There is no hard & fast answer without knowing a lot more info, such as value of your mortgage debt & value of the property, which is why people meet with a local attorney for a consultation. To keep the property, you will have to make payments on the HOA lien, but you may be eligible to strip the 2nd mortgage if you chose Chapter 13. However, many times I am able to settle a 2nd mortgage after a Chapter 7, so it really depends on what you can qualify for as well as what the entire debt situation looks like. Hope this perspective helps!

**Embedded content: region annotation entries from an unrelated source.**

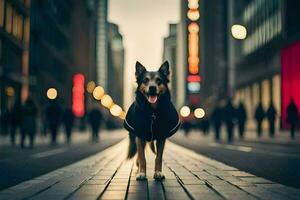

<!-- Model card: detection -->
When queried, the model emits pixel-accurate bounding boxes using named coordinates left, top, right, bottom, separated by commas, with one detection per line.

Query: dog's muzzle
left=147, top=86, right=158, bottom=104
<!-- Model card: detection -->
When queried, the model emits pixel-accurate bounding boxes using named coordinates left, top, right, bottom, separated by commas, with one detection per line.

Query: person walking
left=63, top=108, right=74, bottom=144
left=10, top=99, right=22, bottom=146
left=266, top=101, right=277, bottom=137
left=46, top=99, right=62, bottom=145
left=211, top=106, right=222, bottom=141
left=255, top=102, right=265, bottom=137
left=223, top=99, right=236, bottom=143
left=236, top=102, right=247, bottom=139
left=21, top=97, right=38, bottom=148
left=286, top=99, right=299, bottom=139
left=88, top=108, right=102, bottom=142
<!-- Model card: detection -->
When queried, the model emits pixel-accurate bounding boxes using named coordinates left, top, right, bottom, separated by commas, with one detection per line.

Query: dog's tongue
left=148, top=96, right=157, bottom=103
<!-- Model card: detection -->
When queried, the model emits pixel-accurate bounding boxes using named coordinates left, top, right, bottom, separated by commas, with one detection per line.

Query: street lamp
left=231, top=24, right=247, bottom=40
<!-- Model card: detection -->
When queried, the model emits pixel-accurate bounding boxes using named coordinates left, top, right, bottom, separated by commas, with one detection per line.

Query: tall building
left=30, top=0, right=96, bottom=113
left=0, top=0, right=30, bottom=115
left=96, top=0, right=108, bottom=90
left=228, top=0, right=300, bottom=130
left=107, top=23, right=124, bottom=107
left=200, top=0, right=229, bottom=113
left=177, top=0, right=201, bottom=107
left=163, top=24, right=178, bottom=106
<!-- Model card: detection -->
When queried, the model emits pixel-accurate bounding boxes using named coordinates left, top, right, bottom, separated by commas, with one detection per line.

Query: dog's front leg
left=136, top=138, right=147, bottom=180
left=153, top=140, right=166, bottom=179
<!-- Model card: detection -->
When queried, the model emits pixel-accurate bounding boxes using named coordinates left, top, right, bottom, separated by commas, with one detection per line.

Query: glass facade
left=242, top=0, right=282, bottom=55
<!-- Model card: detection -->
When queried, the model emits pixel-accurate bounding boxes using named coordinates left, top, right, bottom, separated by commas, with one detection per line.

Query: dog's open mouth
left=148, top=95, right=158, bottom=104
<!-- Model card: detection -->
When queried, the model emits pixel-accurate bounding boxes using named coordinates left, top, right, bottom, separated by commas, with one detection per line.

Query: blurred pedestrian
left=88, top=108, right=102, bottom=142
left=63, top=108, right=74, bottom=144
left=286, top=99, right=299, bottom=139
left=266, top=101, right=277, bottom=137
left=211, top=106, right=222, bottom=141
left=10, top=99, right=22, bottom=146
left=223, top=99, right=236, bottom=143
left=46, top=99, right=62, bottom=145
left=236, top=102, right=247, bottom=138
left=21, top=97, right=38, bottom=148
left=255, top=102, right=265, bottom=137
left=1, top=109, right=9, bottom=135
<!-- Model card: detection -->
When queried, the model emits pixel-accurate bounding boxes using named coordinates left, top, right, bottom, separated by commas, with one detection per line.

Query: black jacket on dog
left=123, top=91, right=180, bottom=141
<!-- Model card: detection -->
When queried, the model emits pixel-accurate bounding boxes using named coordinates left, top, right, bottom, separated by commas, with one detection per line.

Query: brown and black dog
left=124, top=62, right=180, bottom=180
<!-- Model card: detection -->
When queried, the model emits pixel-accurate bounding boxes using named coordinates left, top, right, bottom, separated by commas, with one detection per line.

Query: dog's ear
left=158, top=61, right=170, bottom=78
left=135, top=61, right=147, bottom=78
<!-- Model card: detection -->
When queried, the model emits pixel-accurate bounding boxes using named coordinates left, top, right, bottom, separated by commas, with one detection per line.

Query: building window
left=0, top=0, right=5, bottom=27
left=5, top=4, right=12, bottom=33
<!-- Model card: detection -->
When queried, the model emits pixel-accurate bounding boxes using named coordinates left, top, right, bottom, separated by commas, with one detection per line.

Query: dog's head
left=135, top=61, right=170, bottom=104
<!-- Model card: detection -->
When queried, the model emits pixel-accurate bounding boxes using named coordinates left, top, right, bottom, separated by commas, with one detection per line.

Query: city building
left=162, top=24, right=178, bottom=106
left=227, top=0, right=300, bottom=128
left=107, top=23, right=124, bottom=107
left=29, top=0, right=96, bottom=117
left=200, top=0, right=229, bottom=113
left=0, top=0, right=30, bottom=116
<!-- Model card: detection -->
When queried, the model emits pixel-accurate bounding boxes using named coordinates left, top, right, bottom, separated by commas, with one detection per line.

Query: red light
left=187, top=75, right=201, bottom=82
left=72, top=74, right=84, bottom=117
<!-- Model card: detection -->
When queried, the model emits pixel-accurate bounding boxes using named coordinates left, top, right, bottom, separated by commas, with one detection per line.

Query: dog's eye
left=156, top=78, right=161, bottom=85
left=143, top=78, right=149, bottom=83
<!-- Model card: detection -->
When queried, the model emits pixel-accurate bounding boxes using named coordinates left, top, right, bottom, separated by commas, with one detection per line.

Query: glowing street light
left=101, top=94, right=113, bottom=108
left=187, top=9, right=200, bottom=21
left=180, top=106, right=191, bottom=117
left=93, top=86, right=104, bottom=100
left=86, top=81, right=96, bottom=94
left=109, top=104, right=122, bottom=117
left=47, top=88, right=57, bottom=100
left=194, top=108, right=205, bottom=119
left=231, top=24, right=247, bottom=40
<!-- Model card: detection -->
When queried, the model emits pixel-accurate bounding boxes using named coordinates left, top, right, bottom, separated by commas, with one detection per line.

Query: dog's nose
left=149, top=86, right=156, bottom=95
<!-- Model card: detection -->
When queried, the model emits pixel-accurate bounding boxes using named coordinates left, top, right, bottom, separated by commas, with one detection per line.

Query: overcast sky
left=108, top=0, right=180, bottom=107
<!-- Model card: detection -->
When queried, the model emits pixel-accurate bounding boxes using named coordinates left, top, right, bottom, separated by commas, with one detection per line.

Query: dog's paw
left=153, top=171, right=165, bottom=180
left=135, top=172, right=147, bottom=181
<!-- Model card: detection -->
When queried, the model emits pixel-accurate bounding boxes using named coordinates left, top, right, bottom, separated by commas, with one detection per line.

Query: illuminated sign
left=72, top=74, right=84, bottom=117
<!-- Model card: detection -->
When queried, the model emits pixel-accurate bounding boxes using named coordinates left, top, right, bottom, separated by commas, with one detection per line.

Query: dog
left=124, top=61, right=181, bottom=180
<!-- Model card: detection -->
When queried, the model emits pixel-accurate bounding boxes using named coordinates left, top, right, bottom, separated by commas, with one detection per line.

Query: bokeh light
left=109, top=104, right=122, bottom=117
left=231, top=24, right=247, bottom=40
left=180, top=106, right=191, bottom=117
left=101, top=94, right=113, bottom=108
left=86, top=81, right=96, bottom=94
left=194, top=108, right=205, bottom=119
left=93, top=86, right=104, bottom=100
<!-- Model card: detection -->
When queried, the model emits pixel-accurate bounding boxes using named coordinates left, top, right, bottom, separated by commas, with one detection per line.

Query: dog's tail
left=127, top=133, right=137, bottom=159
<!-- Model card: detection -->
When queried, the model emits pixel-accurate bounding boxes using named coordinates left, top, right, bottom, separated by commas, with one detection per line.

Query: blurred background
left=0, top=0, right=300, bottom=191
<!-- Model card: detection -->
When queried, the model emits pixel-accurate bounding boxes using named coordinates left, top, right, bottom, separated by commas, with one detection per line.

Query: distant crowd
left=183, top=99, right=299, bottom=142
left=1, top=97, right=103, bottom=148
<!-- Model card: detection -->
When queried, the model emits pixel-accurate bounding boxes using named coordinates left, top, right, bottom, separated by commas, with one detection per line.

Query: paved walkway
left=0, top=140, right=300, bottom=200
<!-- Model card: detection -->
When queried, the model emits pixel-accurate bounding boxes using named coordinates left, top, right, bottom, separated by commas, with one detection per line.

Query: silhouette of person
left=46, top=99, right=62, bottom=145
left=211, top=106, right=222, bottom=141
left=255, top=102, right=265, bottom=137
left=236, top=102, right=247, bottom=138
left=223, top=99, right=235, bottom=143
left=266, top=101, right=277, bottom=137
left=63, top=108, right=74, bottom=144
left=21, top=97, right=38, bottom=148
left=10, top=99, right=22, bottom=146
left=88, top=108, right=102, bottom=142
left=286, top=99, right=299, bottom=139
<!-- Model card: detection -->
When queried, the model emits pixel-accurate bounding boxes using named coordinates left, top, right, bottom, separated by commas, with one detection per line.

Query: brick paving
left=0, top=140, right=300, bottom=200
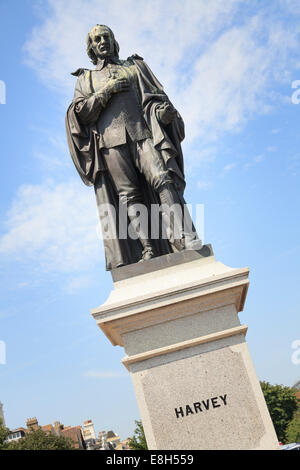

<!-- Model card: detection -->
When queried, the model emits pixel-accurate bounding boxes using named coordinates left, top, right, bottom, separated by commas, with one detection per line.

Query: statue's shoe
left=184, top=238, right=203, bottom=250
left=139, top=247, right=155, bottom=263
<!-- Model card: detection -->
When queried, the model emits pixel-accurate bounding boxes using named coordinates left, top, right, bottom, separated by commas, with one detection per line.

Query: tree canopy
left=128, top=420, right=148, bottom=450
left=0, top=421, right=75, bottom=450
left=260, top=382, right=298, bottom=444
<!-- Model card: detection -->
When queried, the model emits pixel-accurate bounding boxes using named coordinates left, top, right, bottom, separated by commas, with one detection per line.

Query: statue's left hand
left=156, top=102, right=177, bottom=126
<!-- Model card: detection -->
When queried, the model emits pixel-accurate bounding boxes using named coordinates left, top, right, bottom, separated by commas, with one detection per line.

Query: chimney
left=26, top=417, right=39, bottom=431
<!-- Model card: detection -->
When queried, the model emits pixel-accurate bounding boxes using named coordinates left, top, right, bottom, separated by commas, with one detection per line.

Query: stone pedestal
left=92, top=245, right=278, bottom=450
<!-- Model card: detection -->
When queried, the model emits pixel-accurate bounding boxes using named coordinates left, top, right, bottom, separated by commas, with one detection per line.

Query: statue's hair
left=86, top=24, right=120, bottom=65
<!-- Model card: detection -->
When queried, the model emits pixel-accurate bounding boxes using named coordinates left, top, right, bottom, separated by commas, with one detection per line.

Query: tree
left=6, top=429, right=75, bottom=450
left=260, top=382, right=298, bottom=444
left=286, top=405, right=300, bottom=443
left=128, top=420, right=148, bottom=450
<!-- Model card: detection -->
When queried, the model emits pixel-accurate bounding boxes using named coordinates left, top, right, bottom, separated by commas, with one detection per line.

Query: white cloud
left=25, top=0, right=300, bottom=146
left=0, top=181, right=103, bottom=272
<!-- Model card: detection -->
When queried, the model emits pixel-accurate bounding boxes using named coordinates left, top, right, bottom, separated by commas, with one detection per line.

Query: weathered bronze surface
left=66, top=25, right=201, bottom=270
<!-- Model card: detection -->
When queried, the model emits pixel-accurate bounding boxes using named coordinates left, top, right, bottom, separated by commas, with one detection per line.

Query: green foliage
left=260, top=382, right=298, bottom=444
left=6, top=429, right=74, bottom=450
left=128, top=420, right=148, bottom=450
left=286, top=405, right=300, bottom=443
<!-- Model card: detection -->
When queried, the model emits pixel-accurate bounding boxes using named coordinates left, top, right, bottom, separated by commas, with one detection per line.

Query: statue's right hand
left=104, top=78, right=129, bottom=95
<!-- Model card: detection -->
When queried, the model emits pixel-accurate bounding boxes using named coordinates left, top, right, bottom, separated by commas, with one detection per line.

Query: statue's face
left=90, top=26, right=114, bottom=59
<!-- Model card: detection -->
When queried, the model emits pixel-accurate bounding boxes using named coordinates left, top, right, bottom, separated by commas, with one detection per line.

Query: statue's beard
left=96, top=45, right=113, bottom=59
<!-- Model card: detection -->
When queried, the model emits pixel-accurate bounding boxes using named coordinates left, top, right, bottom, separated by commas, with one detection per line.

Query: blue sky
left=0, top=0, right=300, bottom=438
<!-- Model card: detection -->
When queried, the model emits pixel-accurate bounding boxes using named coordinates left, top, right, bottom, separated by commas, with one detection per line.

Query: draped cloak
left=66, top=55, right=185, bottom=270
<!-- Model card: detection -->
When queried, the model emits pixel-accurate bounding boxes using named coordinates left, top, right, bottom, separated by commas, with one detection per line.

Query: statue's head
left=86, top=24, right=120, bottom=65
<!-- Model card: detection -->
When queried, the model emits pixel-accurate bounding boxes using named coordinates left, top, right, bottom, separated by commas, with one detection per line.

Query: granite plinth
left=92, top=252, right=278, bottom=450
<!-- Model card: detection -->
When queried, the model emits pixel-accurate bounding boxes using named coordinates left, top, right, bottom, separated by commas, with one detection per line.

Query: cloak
left=66, top=55, right=185, bottom=270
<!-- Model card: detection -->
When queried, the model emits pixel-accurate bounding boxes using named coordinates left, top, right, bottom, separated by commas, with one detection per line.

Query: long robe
left=66, top=55, right=185, bottom=270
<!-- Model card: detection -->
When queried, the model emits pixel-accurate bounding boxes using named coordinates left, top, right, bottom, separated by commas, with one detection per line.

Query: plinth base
left=93, top=246, right=279, bottom=450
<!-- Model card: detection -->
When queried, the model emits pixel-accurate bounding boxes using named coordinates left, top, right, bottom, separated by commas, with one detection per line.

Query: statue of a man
left=66, top=25, right=201, bottom=270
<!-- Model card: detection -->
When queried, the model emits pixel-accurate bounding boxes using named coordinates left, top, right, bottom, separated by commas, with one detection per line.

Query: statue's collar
left=96, top=56, right=121, bottom=70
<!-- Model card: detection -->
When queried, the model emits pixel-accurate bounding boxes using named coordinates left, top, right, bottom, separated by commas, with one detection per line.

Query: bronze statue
left=66, top=25, right=201, bottom=270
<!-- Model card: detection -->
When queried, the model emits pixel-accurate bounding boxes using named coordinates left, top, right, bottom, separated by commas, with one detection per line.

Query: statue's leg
left=102, top=144, right=154, bottom=259
left=136, top=139, right=202, bottom=251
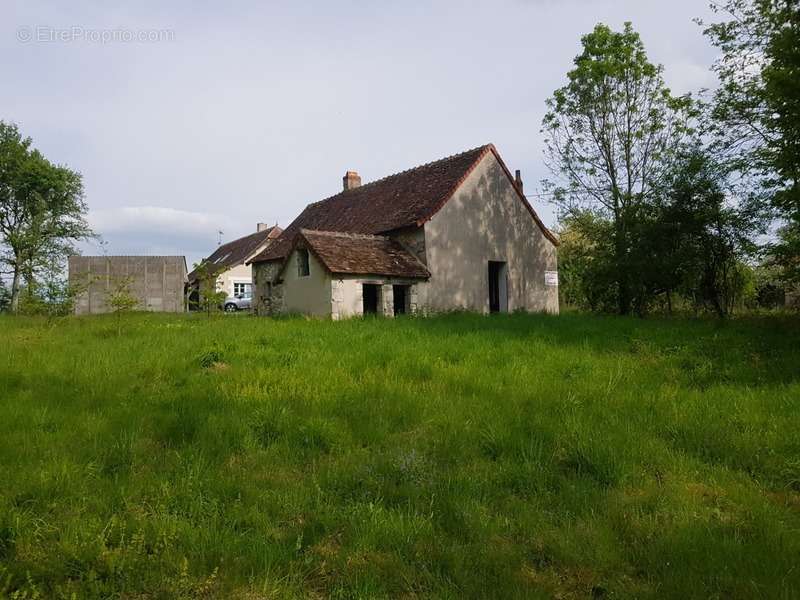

If your goal is to keep the condo then it does not matter what chapter you file you will have to pay the HOA dues. Filing a chapter 13 will allow you to catch up on those back HOA dues over a 36-60 month period and possible strip off the home equity line of credit. However, there are a lot more issues that need to be discussed before one can advise you as to what chapter would best accomplish your goals.
I have an office in Pleasant Hill and provide free consultations.
Remember that on this forum attorneys try to answer your questions with limited facts available to them. My answer should in no way be considered legal advice. No attorney client relationship has been formed by any answer given here.